与加密混淆

Question

我正在尝试编写一个程序，以随机顺序生成一个数字从1到26的列表，然后使用该列表“加密”给定单词，以便将字母表的第n个字母映射到随机列表中的第n个数字。例如：

随机列表是：

[8,2,25,17,6,9,12,19,21,20,18,3,15,1,11,0,23,14,4,7,24,5,10,13,16,22]

表示单词act变为[8,25,7]，单词xyzzy变为[13,16,22,22,16]。

我有以下代码，但我不确定如何继续：

#8a
def randomalpha():
    a=[0]*26
    count = 0
    while count < 25:
        r = randrange(0,26)
        if r not in a:
            a[count] = r
            count += 1
    return(a)
print(f())
#8b
ls=['a','b','c','d','e','f','g','h','i','j','k','l','m','n','o','p','q','r','s','t','u','v','w','x','y','z']
def encrypt(alphabet):
    a=randomalpha()
    count=0
    b=input('enter a word')
    for i in b:               #not sure if i am ok up to here but this is when i got really confused 


print(encrypt(ls))

Answer 1

我接受它：

from string import ascii_lowercase
from random import shuffle

def char2num(chars):
    r = range(len(chars))
    shuffle(r)
    return dict(zip(chars, r))

def encrypt(s, lookup):
    return ' '.join(str(lookup[ch]) for ch in s)

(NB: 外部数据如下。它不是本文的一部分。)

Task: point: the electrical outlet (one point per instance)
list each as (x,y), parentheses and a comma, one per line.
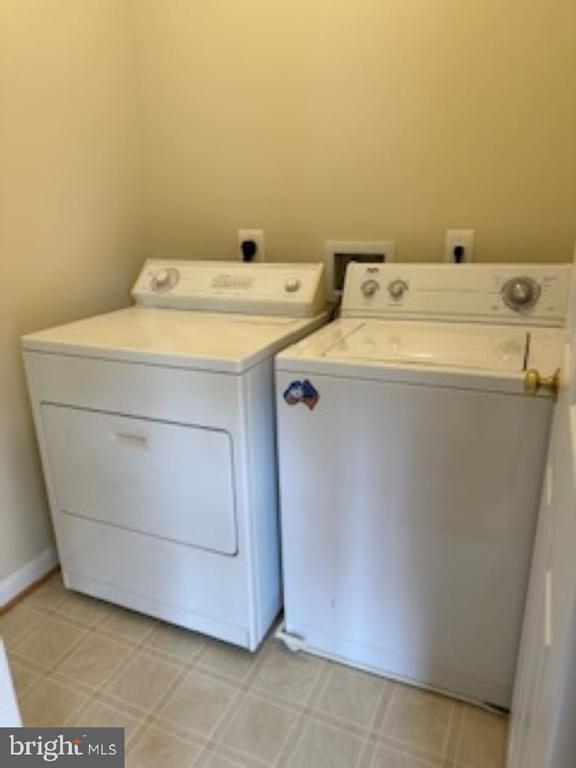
(459,246)
(255,236)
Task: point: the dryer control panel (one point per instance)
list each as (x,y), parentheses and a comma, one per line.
(498,293)
(296,290)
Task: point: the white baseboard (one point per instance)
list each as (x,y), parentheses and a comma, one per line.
(20,580)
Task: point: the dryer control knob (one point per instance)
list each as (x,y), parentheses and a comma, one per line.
(292,284)
(397,289)
(520,293)
(369,288)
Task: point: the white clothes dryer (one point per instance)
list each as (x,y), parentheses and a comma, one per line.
(157,435)
(411,459)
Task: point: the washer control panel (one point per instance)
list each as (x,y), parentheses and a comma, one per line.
(510,293)
(281,289)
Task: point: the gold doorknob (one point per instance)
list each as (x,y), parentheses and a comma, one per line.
(534,382)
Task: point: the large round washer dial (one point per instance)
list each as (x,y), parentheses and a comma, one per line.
(165,279)
(520,293)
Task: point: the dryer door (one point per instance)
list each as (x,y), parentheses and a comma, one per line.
(172,481)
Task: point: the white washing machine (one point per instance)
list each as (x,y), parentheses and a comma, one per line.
(411,460)
(157,434)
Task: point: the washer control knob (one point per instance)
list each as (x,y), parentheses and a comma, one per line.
(292,284)
(397,289)
(520,293)
(369,288)
(165,279)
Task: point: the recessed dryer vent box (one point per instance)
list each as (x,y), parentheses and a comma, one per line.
(339,253)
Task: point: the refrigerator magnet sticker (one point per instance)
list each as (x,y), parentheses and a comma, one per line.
(302,392)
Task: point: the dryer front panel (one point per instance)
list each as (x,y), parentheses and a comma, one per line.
(168,480)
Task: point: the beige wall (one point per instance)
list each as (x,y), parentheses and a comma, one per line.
(67,210)
(323,119)
(312,119)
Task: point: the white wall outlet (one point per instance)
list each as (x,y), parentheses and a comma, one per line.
(338,253)
(251,245)
(459,246)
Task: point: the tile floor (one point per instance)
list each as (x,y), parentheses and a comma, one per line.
(186,700)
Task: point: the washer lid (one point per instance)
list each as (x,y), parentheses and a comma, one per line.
(435,344)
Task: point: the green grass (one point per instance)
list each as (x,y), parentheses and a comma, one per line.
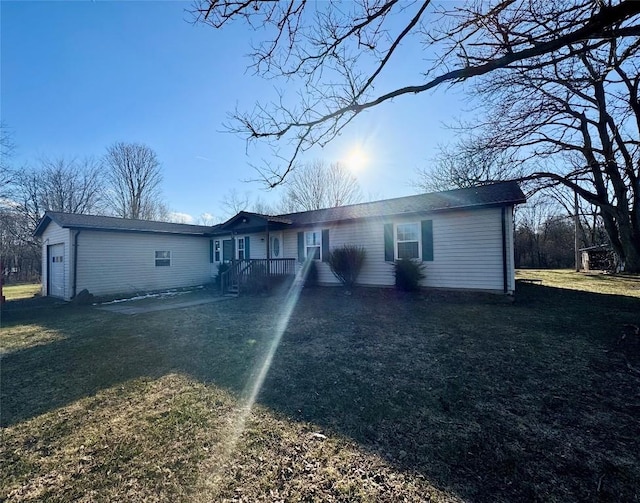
(372,397)
(18,292)
(595,282)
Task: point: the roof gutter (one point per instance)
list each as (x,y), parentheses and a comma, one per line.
(75,263)
(505,277)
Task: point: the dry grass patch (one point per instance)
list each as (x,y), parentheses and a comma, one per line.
(596,282)
(167,440)
(26,336)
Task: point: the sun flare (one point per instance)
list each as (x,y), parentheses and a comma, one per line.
(357,159)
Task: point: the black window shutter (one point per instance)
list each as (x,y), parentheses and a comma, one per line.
(325,245)
(300,246)
(388,242)
(427,240)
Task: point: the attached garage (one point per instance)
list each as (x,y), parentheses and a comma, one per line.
(112,256)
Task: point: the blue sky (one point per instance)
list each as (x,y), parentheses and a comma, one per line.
(78,76)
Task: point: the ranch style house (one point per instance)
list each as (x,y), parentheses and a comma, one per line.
(464,237)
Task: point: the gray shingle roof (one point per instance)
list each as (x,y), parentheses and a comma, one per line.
(497,194)
(75,221)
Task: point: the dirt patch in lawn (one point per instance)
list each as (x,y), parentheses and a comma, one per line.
(370,397)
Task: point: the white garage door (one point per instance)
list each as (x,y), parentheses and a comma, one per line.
(56,270)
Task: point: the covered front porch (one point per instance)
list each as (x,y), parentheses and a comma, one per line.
(256,275)
(250,253)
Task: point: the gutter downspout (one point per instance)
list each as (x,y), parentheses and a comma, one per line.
(75,263)
(505,278)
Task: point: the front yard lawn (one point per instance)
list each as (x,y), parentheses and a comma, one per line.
(370,397)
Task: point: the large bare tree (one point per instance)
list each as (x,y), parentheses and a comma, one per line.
(134,178)
(70,186)
(7,147)
(318,185)
(339,54)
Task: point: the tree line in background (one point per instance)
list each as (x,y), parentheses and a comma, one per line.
(556,86)
(125,182)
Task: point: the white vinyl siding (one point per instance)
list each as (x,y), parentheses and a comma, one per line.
(163,258)
(467,250)
(118,262)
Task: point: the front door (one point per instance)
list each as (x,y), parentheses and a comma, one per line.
(56,270)
(227,250)
(275,245)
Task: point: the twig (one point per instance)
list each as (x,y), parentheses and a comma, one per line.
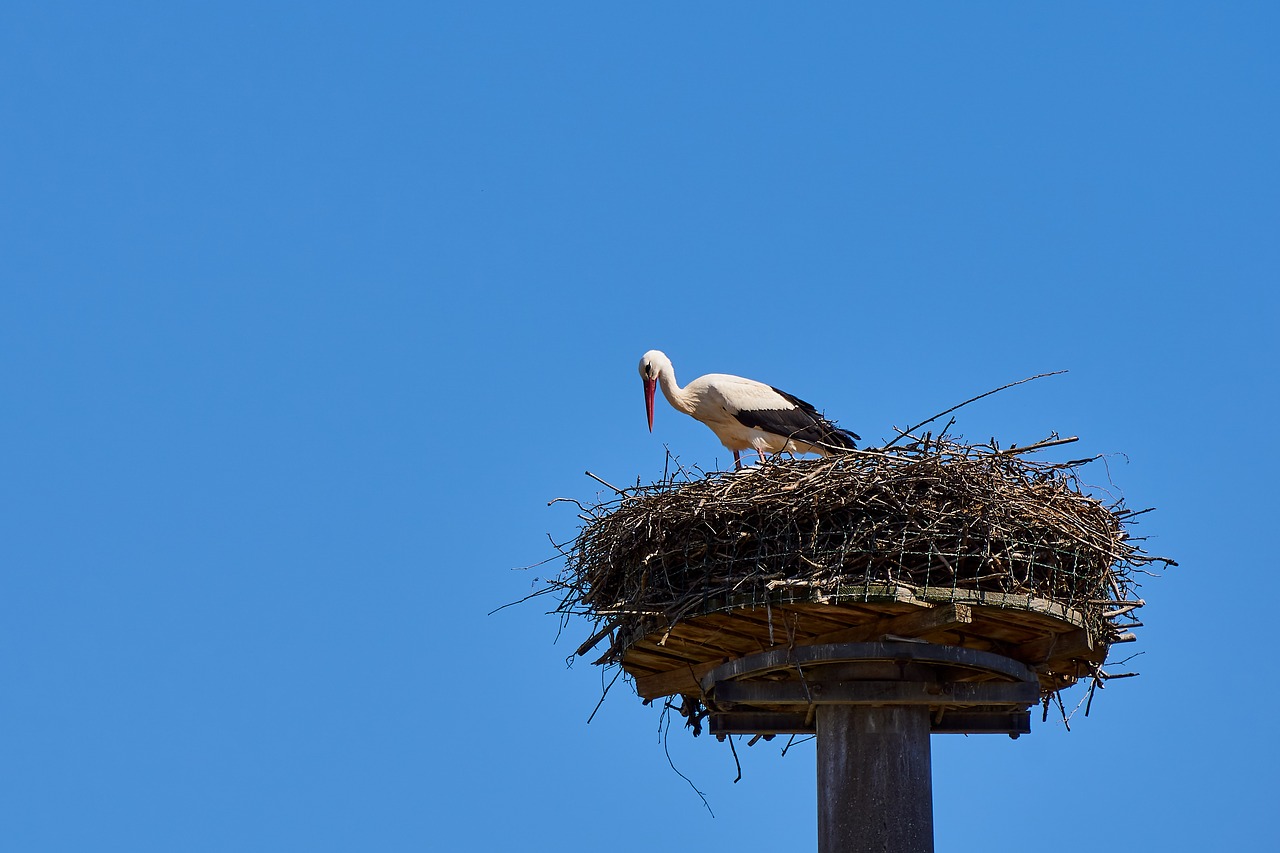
(912,429)
(604,483)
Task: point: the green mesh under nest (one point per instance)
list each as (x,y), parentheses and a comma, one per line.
(932,512)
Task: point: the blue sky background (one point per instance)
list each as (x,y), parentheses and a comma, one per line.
(307,310)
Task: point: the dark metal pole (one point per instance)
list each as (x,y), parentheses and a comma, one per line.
(874,781)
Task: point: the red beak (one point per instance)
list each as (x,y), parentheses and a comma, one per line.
(649,387)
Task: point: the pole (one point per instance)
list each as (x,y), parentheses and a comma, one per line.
(874,784)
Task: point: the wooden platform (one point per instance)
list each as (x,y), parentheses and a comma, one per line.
(1050,638)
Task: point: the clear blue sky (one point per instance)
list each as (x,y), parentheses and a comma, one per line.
(307,310)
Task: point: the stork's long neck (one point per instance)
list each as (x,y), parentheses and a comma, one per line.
(673,393)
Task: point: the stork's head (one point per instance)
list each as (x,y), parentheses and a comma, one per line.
(652,364)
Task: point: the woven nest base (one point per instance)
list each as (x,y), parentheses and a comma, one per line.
(1055,641)
(951,543)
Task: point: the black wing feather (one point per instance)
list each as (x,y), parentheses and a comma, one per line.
(801,423)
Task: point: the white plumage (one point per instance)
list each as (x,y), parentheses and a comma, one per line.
(744,414)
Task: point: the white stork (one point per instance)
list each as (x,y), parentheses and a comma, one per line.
(744,414)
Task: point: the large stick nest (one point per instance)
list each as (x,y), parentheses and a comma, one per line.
(926,514)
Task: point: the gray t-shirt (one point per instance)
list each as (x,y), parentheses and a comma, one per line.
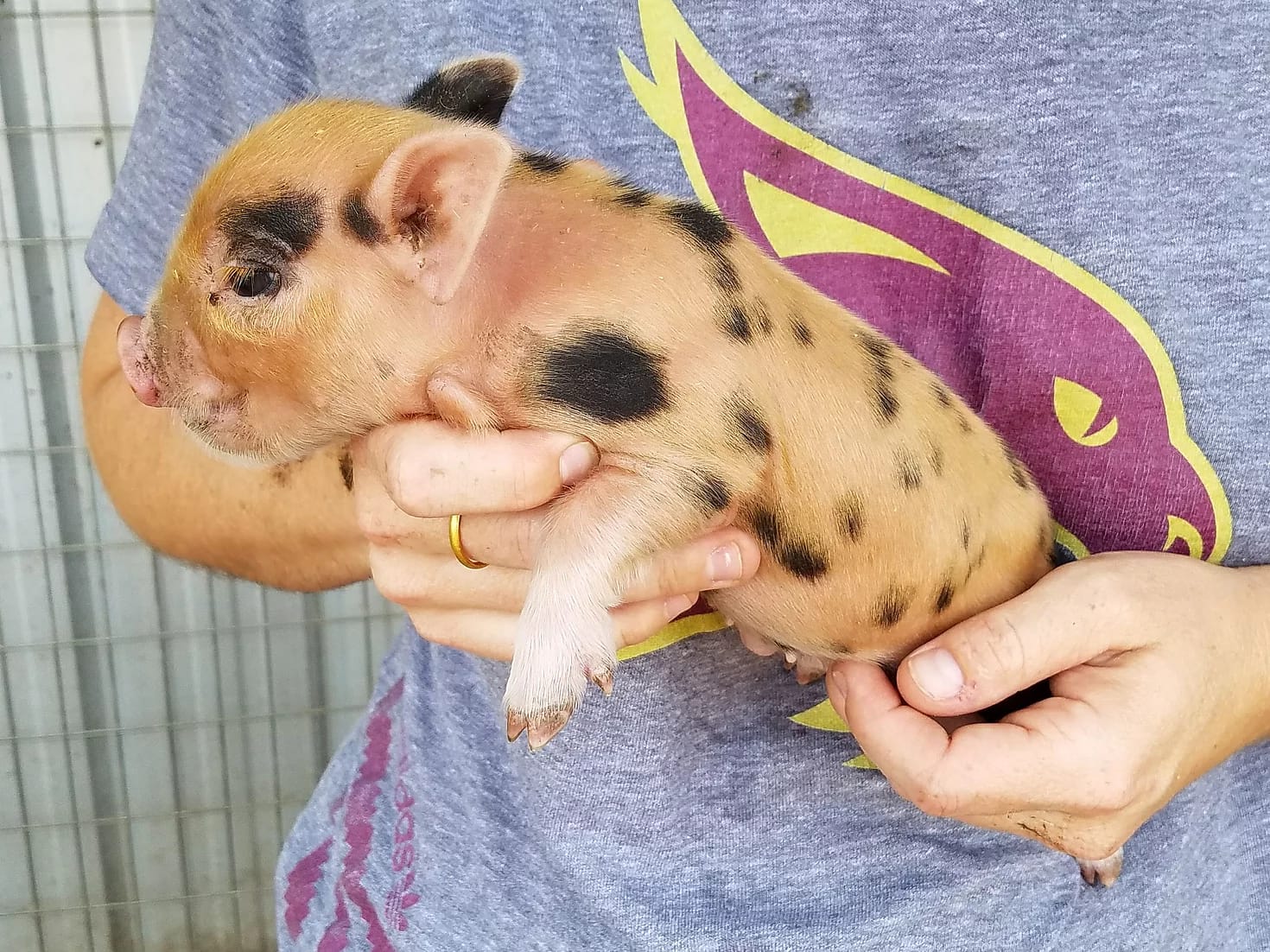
(1064,208)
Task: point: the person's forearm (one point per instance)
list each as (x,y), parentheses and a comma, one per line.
(1256,654)
(294,528)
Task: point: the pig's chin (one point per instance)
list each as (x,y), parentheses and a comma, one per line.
(243,446)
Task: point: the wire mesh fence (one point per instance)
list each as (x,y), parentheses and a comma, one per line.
(160,727)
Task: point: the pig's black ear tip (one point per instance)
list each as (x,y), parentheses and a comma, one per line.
(476,89)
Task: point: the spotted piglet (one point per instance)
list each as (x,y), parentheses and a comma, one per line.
(347,264)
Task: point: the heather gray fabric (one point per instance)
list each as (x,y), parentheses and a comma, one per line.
(689,811)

print encrypt('cat', char2num(ascii_lowercase))

Answer 2

import random
import string

def randomalpha():
    nums, result = range(26), [] # [0, 1, 2, 3, ... --> 25]
    random.shuffle(nums)
    for i in range(26):
        result.append(nums.pop())
    return result

def encrypt(s):
    alphabet = list(string.lowercase) # ['a', 'b', 'c', ... --> 'z']
    key = dict(zip(alphabet, randomalpha()))
    return ''.join([str(key[ltr]) for ltr in s])

参考文献：

• Dictionaries ({'a': 1, 'b': 2, ... --> 'z': 26})
• List Comprehensions (\[elem for elem in iterable\])
• string.join(iterable)
• zip(*iterables) (zip(\['a', 'b', 'c'\], \[1, 2, 3\]) => \[('a', 1), ('b', 2), ('c', 3)])

Answer 3

由于今天提出的这个问题而在此处添加：Easiest way to assign a number to the alphabet?

 select fileextension,count( distinct filename) from table
 group by fileextension

现在您要做的就是索引列表，以获取字母和相应的唯一随机数。例如alpha [0]给您“ a”，而numLst [0]给您相应的唯一编号。